One day, in the sick-chamber of Father Ephraim, who had been forty years the presiding elder over the Shaker settlement at Goshen, there was an assemblage of several of the chief men of the sect. Individuals had come from the rich establishment at Lebanon, from Canterbury, Harvard and Alfred, and from all the other localities where this strange people have fertilized the rugged hills of New England by their systematic industry. An elder was likewise there who had made a pilgrimage of a thousand miles from a village of the faithful in Kentucky to visit his spiritual kindred the children of the sainted Mother Ann. He had partaken of the homely abundance of their tables, had quaffed the far-famed Shaker cider, and had joined in the sacred dance every step of which is believed to alienate the enthusiast from earth and bear him onward to heavenly purity and bliss. His brethren of the North had now courteously invited him to be present on an occasion when the concurrence of every eminent member of their community was peculiarly desirable.
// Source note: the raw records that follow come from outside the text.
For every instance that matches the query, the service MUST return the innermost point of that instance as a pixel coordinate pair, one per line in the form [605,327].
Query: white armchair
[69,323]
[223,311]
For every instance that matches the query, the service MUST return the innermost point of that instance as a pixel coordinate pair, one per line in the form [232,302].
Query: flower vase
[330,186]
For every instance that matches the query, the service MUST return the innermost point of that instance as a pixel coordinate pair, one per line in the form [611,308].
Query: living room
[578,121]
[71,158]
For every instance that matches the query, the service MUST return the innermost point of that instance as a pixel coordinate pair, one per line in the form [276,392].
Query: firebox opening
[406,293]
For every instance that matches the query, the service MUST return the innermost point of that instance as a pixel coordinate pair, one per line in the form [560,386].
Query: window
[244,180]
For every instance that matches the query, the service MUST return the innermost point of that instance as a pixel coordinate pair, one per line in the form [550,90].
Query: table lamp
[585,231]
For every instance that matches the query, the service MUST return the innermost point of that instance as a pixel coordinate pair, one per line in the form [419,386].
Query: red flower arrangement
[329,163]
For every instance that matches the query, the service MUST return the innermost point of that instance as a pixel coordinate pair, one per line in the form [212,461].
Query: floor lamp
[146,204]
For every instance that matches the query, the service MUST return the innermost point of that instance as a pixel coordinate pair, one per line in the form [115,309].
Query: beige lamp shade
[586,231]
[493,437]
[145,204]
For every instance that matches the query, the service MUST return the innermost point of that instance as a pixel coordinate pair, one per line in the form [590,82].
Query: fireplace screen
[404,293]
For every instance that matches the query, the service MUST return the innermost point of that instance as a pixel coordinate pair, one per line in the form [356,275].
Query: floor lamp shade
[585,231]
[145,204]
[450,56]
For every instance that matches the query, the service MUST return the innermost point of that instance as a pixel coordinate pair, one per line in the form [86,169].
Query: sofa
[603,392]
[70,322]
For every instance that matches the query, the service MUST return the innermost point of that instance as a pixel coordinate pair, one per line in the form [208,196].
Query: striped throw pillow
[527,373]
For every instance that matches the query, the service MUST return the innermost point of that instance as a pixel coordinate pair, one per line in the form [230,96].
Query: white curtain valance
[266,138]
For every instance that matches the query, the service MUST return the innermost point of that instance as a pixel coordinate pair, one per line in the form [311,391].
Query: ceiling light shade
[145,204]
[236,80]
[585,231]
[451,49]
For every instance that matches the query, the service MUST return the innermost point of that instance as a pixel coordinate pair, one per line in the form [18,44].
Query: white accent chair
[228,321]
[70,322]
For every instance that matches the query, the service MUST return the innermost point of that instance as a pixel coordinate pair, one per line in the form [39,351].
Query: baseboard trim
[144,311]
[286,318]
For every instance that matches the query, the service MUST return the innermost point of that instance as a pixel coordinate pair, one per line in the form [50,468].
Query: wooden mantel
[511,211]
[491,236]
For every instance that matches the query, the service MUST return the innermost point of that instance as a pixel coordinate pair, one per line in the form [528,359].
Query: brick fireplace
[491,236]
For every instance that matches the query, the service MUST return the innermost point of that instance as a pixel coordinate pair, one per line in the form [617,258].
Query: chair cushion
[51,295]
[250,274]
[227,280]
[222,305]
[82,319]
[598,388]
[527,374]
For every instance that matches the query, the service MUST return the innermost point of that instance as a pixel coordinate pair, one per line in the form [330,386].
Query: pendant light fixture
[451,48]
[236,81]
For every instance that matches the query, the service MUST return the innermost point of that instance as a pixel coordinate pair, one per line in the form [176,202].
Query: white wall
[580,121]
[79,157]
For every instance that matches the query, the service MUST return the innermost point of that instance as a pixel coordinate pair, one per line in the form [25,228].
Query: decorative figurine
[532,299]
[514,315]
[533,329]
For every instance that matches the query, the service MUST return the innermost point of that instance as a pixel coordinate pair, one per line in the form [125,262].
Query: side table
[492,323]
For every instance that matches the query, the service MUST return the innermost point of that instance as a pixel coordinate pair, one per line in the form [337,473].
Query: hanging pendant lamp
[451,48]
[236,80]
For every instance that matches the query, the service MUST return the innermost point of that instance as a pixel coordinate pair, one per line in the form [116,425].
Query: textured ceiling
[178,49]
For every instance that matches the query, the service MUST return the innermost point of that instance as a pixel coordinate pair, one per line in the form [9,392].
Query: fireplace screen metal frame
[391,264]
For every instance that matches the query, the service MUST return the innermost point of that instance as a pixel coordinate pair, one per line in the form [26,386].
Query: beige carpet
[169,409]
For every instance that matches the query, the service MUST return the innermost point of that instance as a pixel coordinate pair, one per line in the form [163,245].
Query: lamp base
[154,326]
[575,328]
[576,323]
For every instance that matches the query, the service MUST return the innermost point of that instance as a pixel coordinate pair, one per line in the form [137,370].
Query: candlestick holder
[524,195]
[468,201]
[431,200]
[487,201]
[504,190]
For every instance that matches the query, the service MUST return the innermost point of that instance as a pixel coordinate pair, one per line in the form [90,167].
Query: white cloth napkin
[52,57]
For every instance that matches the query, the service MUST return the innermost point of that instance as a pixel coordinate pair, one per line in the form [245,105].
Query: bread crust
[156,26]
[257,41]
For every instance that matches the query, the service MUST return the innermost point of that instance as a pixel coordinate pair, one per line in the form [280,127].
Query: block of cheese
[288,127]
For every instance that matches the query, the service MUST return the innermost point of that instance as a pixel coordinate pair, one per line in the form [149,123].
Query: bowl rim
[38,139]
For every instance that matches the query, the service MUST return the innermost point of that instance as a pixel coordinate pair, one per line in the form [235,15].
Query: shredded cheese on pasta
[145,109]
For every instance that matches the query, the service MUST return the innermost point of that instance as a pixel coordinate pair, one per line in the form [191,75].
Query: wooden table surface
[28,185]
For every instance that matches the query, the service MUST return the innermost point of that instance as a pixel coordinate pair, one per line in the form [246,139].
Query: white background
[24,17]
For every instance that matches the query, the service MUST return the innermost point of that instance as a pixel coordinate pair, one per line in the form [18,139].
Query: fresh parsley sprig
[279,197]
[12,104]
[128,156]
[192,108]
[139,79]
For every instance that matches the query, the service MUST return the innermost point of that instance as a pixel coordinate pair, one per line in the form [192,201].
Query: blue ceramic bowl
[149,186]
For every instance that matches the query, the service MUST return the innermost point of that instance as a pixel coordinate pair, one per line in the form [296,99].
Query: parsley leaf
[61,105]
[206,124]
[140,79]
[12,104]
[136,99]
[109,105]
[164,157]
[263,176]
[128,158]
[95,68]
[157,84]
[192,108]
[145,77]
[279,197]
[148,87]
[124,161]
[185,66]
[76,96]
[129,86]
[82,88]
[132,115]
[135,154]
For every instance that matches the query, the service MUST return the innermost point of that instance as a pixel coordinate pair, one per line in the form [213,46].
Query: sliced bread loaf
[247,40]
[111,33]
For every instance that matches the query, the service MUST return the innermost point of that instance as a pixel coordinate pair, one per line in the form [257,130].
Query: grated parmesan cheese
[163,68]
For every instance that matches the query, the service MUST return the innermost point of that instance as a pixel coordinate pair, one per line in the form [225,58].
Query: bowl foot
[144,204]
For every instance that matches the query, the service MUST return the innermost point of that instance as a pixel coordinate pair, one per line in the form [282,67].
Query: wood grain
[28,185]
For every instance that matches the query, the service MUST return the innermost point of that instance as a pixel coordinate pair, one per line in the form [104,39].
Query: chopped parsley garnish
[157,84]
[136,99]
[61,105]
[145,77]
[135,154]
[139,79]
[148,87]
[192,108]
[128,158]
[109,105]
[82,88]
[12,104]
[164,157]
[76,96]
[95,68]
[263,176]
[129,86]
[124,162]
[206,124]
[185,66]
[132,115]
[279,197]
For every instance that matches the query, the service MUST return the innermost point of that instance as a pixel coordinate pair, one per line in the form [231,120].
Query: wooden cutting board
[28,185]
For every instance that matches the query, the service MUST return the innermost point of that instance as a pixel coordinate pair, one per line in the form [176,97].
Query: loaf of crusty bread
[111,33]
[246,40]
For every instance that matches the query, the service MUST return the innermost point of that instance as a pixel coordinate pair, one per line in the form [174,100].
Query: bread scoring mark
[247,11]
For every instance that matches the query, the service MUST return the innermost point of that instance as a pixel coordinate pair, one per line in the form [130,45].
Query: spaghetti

The venerable Father Ephraim sat in his easy-chair, not only hoary-headed and infirm with age, but worn down by a lingering disease which it was evident would very soon transfer his patriarchal staff to other hands. At his footstool stood a man and woman, both clad in the Shaker garb.
“My brethren,” said Father Ephraim to the surrounding elders, feebly exerting himself to utter these few words, “here are the son and daughter to whom I would commit the trust of which Providence is about to lighten my weary shoulders. Read their faces, I pray you, and say whether the inward movement of the spirit hath guided my choice aright.”
Accordingly, each elder looked at the two candidates with a most scrutinizing gaze. The man—whose name was Adam Colburn—had a face sunburnt with labor in the fields, yet intelligent, thoughtful and traced with cares enough for a whole lifetime, though he had barely reached middle age. There was something severe in his aspect and a rigidity throughout his person—characteristics that caused him generally to be taken for a schoolmaster; which vocation, in fact, he had formerly exercised for several years. The woman, Martha Pierson, was somewhat above thirty, thin and pale, as a Shaker sister almost invariably is, and not entirely free from that corpse-like appearance which the garb of the sisterhood is so well calculated to impart.
“This pair are still in the summer of their years,” observed the elder from Harvard, a shrewd old man. “I would like better to see the hoar-frost of autumn on their heads. Methinks, also, they will be exposed to peculiar temptations on account of the carnal desires which have heretofore subsisted between them.”
“Nay, brother,” said the elder from Canterbury; “the hoar-frost and the black frost hath done its work on Brother Adam and Sister Martha, even as we sometimes discern its traces in our cornfields while they are yet green. And why should we question the wisdom of our venerable Father’s purpose, although this pair in their early youth have loved one another as the world’s people love? Are there not many brethren and sisters among us who have lived long together in wedlock, yet, adopting our faith, find their hearts purified from all but spiritual affection?”